Für wen ist also dieser Motor gemacht? Aktuell wird auch eine Befestigungsmöglichkeit für 73mm Tretlagergehäuse angeboten, was die Kompatibilität des Systems um einiges erweitern sollte. Leider gibt es nach wie vor kein geschwungenes Rack, mit dem man an neuere Rahmenformen anbauen könnte. So ist das System eine Möglichkeit für Leute, die noch ein alterndes Mountainbike (was den technischen Anforderungen des Anbaus entspricht) im Keller haben, dieses elektrisch wiederzubeleben.
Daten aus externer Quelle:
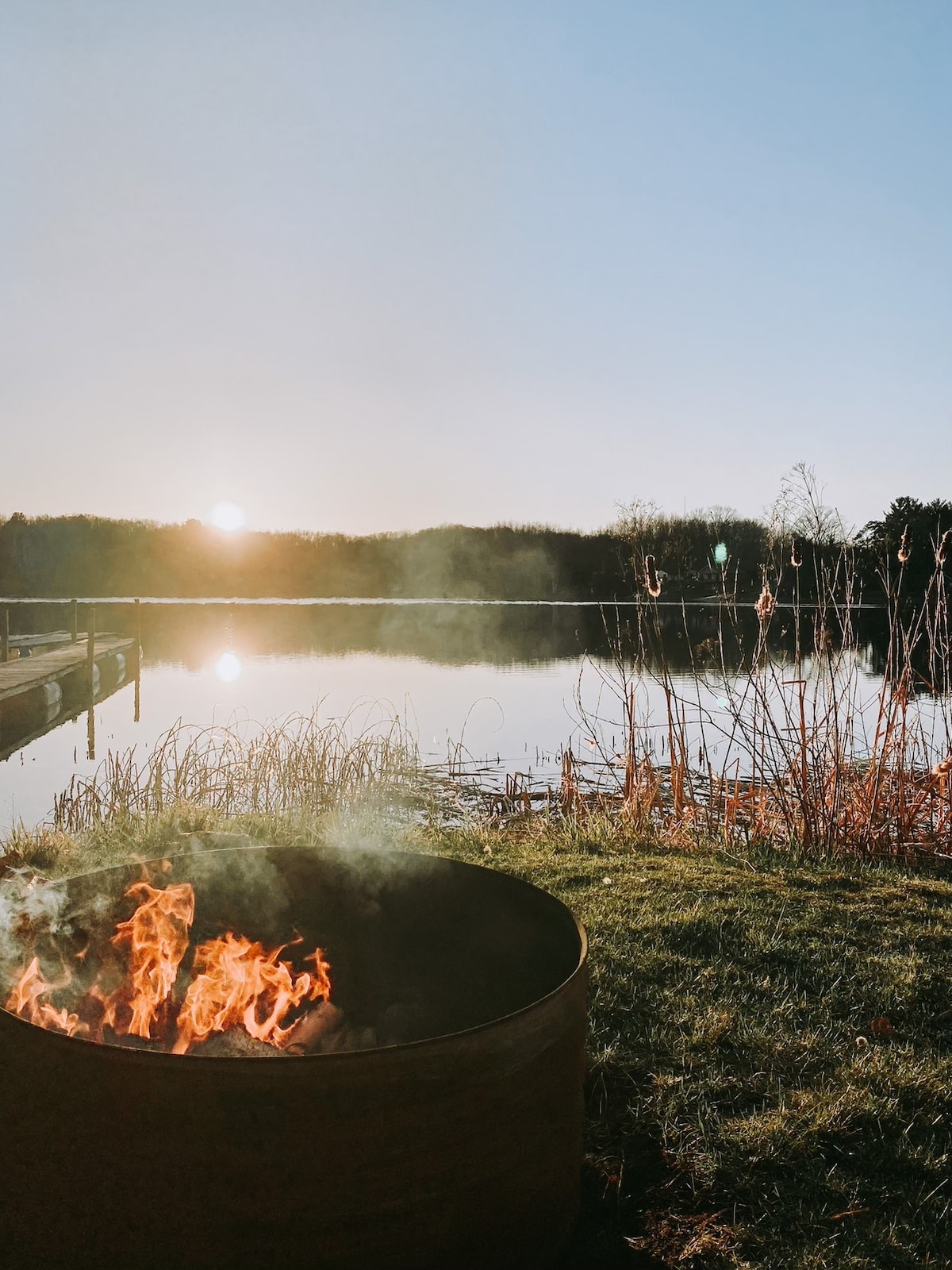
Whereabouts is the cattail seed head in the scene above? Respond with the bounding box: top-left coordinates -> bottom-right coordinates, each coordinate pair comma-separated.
645,556 -> 662,599
897,525 -> 910,564
754,578 -> 777,622
645,556 -> 662,599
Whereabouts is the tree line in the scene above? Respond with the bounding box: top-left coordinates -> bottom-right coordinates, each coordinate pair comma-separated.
0,487 -> 952,601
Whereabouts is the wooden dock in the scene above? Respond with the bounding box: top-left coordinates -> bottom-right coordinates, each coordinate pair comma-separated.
0,635 -> 136,701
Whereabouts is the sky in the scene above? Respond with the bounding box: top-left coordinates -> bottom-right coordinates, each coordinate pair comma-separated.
0,0 -> 952,533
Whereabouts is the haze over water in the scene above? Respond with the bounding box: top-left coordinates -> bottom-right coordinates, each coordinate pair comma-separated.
0,602 -> 934,829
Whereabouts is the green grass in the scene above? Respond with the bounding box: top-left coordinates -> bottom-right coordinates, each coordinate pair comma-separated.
10,809 -> 952,1270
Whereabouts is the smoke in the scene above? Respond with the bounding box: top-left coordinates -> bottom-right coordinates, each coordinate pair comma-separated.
0,868 -> 68,1001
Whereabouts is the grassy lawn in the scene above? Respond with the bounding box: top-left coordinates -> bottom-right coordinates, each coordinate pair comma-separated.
7,815 -> 952,1270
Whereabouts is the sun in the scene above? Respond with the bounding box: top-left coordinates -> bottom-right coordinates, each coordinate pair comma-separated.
208,503 -> 248,533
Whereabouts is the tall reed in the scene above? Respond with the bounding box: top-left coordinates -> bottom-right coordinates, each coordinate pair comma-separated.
52,711 -> 419,833
575,540 -> 952,859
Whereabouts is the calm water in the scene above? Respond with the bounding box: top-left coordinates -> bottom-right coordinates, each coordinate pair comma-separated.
0,602 -> 939,828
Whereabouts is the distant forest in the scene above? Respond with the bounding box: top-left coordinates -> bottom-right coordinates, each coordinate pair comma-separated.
0,498 -> 952,601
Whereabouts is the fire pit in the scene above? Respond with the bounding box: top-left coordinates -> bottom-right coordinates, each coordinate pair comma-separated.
0,847 -> 586,1270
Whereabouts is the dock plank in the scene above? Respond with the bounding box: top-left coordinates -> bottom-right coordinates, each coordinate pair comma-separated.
0,637 -> 136,701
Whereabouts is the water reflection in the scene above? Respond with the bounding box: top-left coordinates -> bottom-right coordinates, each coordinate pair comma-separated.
6,601 -> 904,678
0,601 -> 949,828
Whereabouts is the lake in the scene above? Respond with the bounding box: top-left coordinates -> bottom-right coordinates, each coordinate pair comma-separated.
0,601 -> 942,829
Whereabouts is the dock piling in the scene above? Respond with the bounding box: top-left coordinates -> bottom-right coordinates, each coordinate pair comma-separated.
86,605 -> 97,701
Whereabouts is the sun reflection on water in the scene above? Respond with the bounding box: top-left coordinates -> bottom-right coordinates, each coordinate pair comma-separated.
214,652 -> 241,683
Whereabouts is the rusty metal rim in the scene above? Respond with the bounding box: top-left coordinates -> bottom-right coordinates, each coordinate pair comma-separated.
0,842 -> 589,1071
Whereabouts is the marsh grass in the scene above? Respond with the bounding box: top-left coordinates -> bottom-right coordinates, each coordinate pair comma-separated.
571,548 -> 952,859
51,711 -> 420,834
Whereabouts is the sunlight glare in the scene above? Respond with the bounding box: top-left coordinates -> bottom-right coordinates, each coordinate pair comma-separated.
208,503 -> 248,533
214,652 -> 241,683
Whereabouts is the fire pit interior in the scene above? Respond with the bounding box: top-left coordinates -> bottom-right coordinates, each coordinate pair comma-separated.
0,847 -> 585,1268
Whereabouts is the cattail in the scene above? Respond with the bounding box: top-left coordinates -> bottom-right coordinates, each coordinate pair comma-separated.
645,556 -> 662,599
899,525 -> 909,564
754,578 -> 777,622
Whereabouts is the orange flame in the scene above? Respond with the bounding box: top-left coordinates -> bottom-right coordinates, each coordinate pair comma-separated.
6,956 -> 89,1037
173,932 -> 330,1054
6,881 -> 330,1054
104,881 -> 195,1040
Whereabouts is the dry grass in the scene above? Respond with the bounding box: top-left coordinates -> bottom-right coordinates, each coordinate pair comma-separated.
51,714 -> 419,834
561,554 -> 952,857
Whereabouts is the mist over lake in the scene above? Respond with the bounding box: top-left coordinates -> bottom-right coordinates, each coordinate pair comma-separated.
0,601 -> 923,828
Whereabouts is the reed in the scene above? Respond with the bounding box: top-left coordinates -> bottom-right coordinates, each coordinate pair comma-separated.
52,711 -> 420,834
571,537 -> 952,859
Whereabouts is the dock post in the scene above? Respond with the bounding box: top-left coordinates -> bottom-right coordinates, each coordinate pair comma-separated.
86,605 -> 97,701
132,599 -> 142,722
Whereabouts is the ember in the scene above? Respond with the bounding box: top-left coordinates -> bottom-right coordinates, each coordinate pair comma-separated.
6,881 -> 330,1054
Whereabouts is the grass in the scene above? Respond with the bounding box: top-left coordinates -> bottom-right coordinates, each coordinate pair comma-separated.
10,804 -> 952,1270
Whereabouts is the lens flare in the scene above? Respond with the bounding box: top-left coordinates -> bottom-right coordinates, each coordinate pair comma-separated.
208,503 -> 248,533
214,652 -> 241,683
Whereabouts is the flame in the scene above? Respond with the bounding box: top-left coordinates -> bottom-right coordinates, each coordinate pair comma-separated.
103,881 -> 195,1040
6,881 -> 330,1054
173,932 -> 330,1054
6,956 -> 89,1037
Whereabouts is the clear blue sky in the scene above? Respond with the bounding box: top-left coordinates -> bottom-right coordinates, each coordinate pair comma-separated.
0,0 -> 952,532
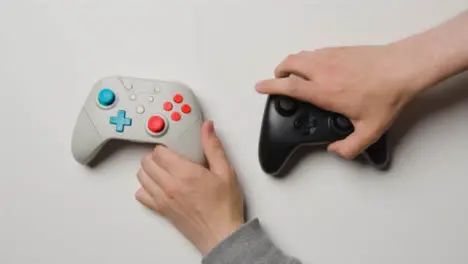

Dieses wird zwar dadurch nicht zu einem Trail-Spaßgerät, aber doch ein relativ solides Bike, dass für Freizeitfahrer auf gemäßigten Trails oder auf dem Weg zum Wochenmarkt eine gewisse Unterstützung bietet, mit der sie sich auf kurzen Touren das Leben etwas leichter machen können.
Technische Daten
(Herstellerangaben)
Kontinuierliche Leistung: 250w
Maximale Leistung (~30s) : 525w
Maximale Geschwindigkeit unbeladen: 46 km/h
Maximale Geschwindigkeit auf flacher Straße mit Ladung ohne Treten: 35km/h
Maximale Geschwindigkeit auf flacher Straße mit Ladung mit Treten: 46km/h (wenn man bergab fährt oder schneller mittritt, dreht sich der Motor nicht schnell genug um weiter Unterstützung zu bieten)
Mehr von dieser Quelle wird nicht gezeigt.